Los templos griegos se distinguían de los mesopotámicos por su ubicación aislada, incluso en la ciudades, en lo alto de los montes o acrópolis. Un perímetro porticado ceñía la capilla en la que moraba la divinidad. Los templos egipcias también incluían un bosque de columnas. Mas ése se hallaba en el interior: evocaba la tierra primigenia que emergía, la tierra que se disponía a ser habitada. Por el contrario, las columnas de los templos griegos defienden la morada de la divinidad. Ésta se halla en el corazón de un bosque de altos fustes, coronados por tallos y hojas jónicos, inspirados en los troncos arbóreos.
Se ha escrito a menudo que los espacios porticados de los templos griegos invitaban a los ciudadanos a recorrerlos, como si los dioses estuvieran próximos a los hombres.
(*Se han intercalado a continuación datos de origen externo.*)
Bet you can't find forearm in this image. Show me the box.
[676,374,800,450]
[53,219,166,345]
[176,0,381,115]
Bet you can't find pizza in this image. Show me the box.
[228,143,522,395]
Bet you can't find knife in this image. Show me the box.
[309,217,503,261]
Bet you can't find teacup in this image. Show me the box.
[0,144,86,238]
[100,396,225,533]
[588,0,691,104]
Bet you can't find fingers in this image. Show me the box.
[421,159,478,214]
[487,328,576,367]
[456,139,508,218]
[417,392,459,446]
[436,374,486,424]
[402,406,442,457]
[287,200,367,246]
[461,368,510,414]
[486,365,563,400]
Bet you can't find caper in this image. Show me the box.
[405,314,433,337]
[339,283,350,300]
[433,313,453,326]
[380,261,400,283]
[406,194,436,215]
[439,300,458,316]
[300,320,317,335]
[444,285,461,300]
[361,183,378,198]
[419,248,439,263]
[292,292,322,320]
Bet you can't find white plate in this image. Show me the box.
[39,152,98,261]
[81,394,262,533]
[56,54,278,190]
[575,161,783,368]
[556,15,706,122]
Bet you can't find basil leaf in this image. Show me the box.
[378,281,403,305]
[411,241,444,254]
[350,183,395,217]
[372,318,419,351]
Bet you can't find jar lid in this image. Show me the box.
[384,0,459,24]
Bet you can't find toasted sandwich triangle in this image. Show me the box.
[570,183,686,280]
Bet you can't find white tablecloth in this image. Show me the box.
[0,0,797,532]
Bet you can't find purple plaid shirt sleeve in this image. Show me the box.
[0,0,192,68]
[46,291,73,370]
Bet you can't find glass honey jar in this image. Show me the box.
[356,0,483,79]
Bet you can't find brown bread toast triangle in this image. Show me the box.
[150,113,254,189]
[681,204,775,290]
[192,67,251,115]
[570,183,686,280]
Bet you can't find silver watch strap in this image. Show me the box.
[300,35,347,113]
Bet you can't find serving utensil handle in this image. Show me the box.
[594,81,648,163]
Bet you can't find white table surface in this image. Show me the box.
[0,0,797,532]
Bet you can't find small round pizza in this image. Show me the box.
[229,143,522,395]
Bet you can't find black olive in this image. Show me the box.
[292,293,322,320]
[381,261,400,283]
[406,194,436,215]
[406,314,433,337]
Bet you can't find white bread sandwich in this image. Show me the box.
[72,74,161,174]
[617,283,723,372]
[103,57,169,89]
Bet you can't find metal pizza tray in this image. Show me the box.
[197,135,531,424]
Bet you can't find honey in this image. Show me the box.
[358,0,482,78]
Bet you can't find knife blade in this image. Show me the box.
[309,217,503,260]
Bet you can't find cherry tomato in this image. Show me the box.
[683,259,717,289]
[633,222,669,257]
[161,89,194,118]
Mas los templos siempre eran refugios aislados y altivos, situados por encima o al margen del espacio profano. En verdad, la estructura del templo recuerda el bosque de los inicios en los que los dioses vivían libres de la contemplación humana. A los hombres no les era dado mirar a la cara ni el cuerpo de las divinidades. Los templos recordaban la presencia de la naturaleza indómita en el centro de la ciudad, en la que solo los dioses podían morar. Por el contrario, cuando los mortales se adentraban en ella emprendían un viaje sin retorno. Las columnas de los templos griegos, a menudo imponentes, marcaban la naturaleza esencialmente distinta del espacio divino, espacio sobre el que los hombres nada podían, espacio que les era vetado. Un templo, compuesto por una capilla y un cerco de columnas era un fragmento de naturaleza salvaje implantada en lo alto de la ciudad. ¡Ay del que tratara de penetrar en el templo sin la debida preparación!.